Journal of King Saud University: Computer and Information Sciences (Sep 2024)
SWFormer: A scale-wise hybrid CNN-Transformer network for multi-classes weed segmentation
Abstract
Weeds in rapeseed field are an important factor in crop yield reduction and economic loss. Thus, Precision Agriculture is an important task for sustainable agriculture and weed management. At present, deep learning techniques have shown great potential for image-based detection and classification in various crops and weeds. However, the inherent limitations of traditional convolutional neural networks pose significant challenges due to the locally similarity of weeds and crops in color, shape and texture.

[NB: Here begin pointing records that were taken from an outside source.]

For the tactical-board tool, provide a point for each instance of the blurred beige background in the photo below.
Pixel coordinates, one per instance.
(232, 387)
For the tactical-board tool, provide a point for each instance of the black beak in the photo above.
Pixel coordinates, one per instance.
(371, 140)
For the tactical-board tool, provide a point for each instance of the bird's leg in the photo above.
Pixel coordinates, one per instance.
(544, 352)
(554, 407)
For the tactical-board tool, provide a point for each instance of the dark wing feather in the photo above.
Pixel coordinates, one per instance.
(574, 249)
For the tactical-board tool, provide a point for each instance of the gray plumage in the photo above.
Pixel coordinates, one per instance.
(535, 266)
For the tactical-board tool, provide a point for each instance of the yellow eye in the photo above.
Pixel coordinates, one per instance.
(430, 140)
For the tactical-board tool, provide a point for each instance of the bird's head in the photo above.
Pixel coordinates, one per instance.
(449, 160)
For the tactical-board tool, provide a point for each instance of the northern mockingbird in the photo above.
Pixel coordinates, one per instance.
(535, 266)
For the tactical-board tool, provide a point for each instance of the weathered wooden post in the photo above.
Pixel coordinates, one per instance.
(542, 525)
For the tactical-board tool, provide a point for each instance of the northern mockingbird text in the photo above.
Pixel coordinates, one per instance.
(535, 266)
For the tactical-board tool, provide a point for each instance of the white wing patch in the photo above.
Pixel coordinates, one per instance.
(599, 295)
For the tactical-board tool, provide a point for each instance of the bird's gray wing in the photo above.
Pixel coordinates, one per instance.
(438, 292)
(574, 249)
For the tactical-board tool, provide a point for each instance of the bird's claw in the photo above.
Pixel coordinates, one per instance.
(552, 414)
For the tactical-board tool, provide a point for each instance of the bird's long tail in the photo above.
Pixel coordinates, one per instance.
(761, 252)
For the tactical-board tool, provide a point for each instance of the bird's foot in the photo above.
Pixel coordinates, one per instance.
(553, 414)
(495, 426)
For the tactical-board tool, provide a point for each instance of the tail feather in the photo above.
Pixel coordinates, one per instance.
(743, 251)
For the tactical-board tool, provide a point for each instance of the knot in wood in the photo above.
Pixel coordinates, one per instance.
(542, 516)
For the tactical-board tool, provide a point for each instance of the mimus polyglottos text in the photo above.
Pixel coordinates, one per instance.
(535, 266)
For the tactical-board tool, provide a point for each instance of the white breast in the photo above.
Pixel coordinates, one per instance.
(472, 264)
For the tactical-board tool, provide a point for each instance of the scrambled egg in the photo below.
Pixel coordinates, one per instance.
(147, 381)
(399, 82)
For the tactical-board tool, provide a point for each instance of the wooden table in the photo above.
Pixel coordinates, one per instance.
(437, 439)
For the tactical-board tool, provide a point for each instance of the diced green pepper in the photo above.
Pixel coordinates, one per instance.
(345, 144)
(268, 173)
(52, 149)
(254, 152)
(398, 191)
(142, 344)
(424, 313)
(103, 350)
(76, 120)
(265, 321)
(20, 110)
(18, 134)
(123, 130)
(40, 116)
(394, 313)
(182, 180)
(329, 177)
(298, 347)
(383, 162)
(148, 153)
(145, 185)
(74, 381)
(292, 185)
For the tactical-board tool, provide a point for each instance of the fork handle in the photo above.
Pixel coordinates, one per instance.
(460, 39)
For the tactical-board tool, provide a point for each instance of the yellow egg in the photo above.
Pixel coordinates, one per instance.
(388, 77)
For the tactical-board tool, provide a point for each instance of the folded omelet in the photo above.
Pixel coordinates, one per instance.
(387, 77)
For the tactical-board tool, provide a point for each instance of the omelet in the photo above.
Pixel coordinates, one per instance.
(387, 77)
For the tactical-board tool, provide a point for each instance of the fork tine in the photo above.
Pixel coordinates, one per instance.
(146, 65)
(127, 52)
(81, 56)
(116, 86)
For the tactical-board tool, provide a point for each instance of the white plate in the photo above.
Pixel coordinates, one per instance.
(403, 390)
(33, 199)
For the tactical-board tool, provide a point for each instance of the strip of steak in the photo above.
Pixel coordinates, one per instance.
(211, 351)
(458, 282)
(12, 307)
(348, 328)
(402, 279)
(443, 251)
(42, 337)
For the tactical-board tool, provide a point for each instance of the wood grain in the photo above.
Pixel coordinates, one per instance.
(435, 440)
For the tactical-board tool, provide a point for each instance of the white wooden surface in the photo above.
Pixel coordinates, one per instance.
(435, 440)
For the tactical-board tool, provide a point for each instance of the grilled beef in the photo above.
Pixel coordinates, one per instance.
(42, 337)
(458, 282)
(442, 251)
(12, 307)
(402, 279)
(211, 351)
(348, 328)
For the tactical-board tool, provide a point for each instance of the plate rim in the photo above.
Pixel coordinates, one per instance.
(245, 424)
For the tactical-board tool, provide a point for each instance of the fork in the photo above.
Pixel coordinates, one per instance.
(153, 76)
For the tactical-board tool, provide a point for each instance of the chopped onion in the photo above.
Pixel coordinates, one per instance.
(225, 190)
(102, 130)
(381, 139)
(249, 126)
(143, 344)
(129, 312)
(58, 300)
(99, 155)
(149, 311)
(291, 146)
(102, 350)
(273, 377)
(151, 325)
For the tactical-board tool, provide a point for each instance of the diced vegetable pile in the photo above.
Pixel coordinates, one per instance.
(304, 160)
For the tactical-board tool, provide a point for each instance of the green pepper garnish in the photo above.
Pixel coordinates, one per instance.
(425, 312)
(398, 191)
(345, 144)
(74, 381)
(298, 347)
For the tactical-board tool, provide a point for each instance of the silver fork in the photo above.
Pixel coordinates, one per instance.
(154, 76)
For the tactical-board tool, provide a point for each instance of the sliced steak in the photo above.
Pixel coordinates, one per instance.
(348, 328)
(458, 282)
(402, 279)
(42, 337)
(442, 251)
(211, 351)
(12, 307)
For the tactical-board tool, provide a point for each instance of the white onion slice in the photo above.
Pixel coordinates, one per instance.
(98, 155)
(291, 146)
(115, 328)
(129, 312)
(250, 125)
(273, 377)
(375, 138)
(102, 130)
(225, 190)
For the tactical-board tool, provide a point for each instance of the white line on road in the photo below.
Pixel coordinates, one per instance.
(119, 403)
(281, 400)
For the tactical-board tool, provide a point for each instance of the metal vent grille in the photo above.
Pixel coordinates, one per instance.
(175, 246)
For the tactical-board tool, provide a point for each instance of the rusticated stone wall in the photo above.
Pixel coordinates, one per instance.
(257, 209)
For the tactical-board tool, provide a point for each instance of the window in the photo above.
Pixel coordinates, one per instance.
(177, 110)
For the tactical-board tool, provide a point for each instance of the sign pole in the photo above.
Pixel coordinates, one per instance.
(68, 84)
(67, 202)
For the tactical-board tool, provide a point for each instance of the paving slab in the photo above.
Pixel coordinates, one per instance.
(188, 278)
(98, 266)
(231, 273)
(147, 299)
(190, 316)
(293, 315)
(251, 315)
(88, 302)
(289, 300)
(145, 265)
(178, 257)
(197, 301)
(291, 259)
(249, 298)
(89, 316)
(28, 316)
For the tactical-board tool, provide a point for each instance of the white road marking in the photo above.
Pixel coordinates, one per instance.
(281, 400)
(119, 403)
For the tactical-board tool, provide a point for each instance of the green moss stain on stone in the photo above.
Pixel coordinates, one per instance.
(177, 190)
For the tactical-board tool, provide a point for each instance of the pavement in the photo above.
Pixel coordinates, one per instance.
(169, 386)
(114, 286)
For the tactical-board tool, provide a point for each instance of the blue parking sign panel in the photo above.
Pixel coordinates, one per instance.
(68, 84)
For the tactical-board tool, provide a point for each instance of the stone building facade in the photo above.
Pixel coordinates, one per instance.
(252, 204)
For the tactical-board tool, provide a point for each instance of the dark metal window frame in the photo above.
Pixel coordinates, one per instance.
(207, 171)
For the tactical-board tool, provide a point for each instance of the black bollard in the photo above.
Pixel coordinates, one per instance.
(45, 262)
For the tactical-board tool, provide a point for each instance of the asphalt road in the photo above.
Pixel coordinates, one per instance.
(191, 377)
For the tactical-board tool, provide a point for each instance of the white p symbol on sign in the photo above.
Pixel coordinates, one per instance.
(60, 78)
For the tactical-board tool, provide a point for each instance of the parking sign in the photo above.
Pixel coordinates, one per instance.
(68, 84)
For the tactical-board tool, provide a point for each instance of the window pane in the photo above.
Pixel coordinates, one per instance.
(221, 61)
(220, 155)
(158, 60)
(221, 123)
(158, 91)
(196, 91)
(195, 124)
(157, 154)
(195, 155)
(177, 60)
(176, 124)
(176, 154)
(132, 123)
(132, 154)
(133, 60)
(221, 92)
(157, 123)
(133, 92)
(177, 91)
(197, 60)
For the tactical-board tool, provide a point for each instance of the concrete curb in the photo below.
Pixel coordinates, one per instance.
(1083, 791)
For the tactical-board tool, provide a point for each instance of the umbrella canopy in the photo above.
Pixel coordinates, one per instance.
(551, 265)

To address this issue, we introduce SWFormer, a scale-wise hybrid CNN-Transformer network. SWFormer leverages the distinct strengths of both convolutional and transformer architectures. Convolutional structures excel at extracting short-range dependency information among pixels, whereas transformer structures are adept at capturing global dependency relationships. Additionally, we propose two innovative modules. Firstly, the Scale-wise Cascade Convolution (SWCC) module is designed to capture multiscale features and expand the receptive field. Secondly, the Adaptive Semantic Aggregation (ASA) module facilitates adaptive and effective information fusion across two distinct feature maps. Our experiments were conducted on the publicly available cropandweed dataset and SB20 dataset. it yields improved performance over other mainstream segmentation models. Specifically, SWFormer with 52.33M/527.51GFLOPs achieves an mAP of 76.54% and an accuracy of 83.95% on the cropandweed dataset. For the SB20 dataset, it attains an mAP of 61.24% and an accuracy of 79.47%. Overall, the evaluation clearly demonstrates our proposed SWFormer is conducive to promoting further research in the area of Precision Agriculture.